PHOTO PROVIDED Chuck Bastion is shown holding a hornet nest.

During this past summer, a friend (Chuck Bastion) and I have been watching wasps enlarge their nest. The nest hung from a limb of a tree in his yard. After several frosts in our area, Bastion climbed the tree and cut the nest down. His intention is to spray the nest for preservation. Although the nest is not the largest I have ever seen, it is one of the nicest.

We are not always fond of wasps and bees, but these insects certainly show us their remarkable ways of survival and reproduction.

Our word wasp comes from the old English word waesp or wops, which means “to weave.” The wasp is named for the house it builds, such as paper wasps build paper nests, while mud wasps build mud nests. Some wasps are social insects that form communities, while solitary wasps live and raise their families alone. There are 1,000 species of solitary wasps and only 50 social species.
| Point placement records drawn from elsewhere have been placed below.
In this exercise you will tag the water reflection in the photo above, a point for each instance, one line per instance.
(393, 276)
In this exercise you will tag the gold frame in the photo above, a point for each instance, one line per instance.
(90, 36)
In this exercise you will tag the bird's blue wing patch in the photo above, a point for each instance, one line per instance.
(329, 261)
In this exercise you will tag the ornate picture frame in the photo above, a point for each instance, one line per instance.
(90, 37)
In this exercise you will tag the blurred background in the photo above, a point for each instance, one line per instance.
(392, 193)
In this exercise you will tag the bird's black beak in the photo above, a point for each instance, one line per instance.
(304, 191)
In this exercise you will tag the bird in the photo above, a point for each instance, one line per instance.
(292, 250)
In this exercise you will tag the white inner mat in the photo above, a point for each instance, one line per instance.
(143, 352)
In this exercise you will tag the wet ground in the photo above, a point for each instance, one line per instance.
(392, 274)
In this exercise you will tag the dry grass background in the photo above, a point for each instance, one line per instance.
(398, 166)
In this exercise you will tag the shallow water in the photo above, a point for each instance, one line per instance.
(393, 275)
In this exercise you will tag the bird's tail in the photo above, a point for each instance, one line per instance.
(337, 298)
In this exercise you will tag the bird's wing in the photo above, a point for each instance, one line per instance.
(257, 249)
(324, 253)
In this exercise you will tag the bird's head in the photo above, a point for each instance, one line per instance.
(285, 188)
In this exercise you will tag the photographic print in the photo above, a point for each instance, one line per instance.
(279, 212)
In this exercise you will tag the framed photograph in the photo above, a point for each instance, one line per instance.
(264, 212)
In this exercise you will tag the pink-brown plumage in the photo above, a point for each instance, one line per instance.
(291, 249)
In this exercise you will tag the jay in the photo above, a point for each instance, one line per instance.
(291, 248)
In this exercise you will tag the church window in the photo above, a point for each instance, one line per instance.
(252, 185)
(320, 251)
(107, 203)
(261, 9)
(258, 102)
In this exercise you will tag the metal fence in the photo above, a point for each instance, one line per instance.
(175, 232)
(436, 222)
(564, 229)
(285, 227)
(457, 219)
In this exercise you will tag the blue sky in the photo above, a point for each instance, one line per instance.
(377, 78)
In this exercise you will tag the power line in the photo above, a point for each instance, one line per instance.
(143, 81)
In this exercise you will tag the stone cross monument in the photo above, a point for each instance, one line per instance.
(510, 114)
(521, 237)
The solitary wasps differ from social wasps in that they have only two sexes: male and female. Now, I can hear you saying to yourself “what other sex is there?” In social wasps there is a caste system, in which there is one queen and workers, which are unfertilized females incapable of breeding.

The female, of the solitary wasps, builds a nest and provides food for her young. The solitary wasps build their nests in burrows in the ground, in trees, on stems of plants and occasionally mud nests.

The social wasps born into a community will remain in the community and help raise future broods.

The yellow jackets and hornets are more advanced than the paper wasps, which build the same type of nests without the paper walls surrounding the nest.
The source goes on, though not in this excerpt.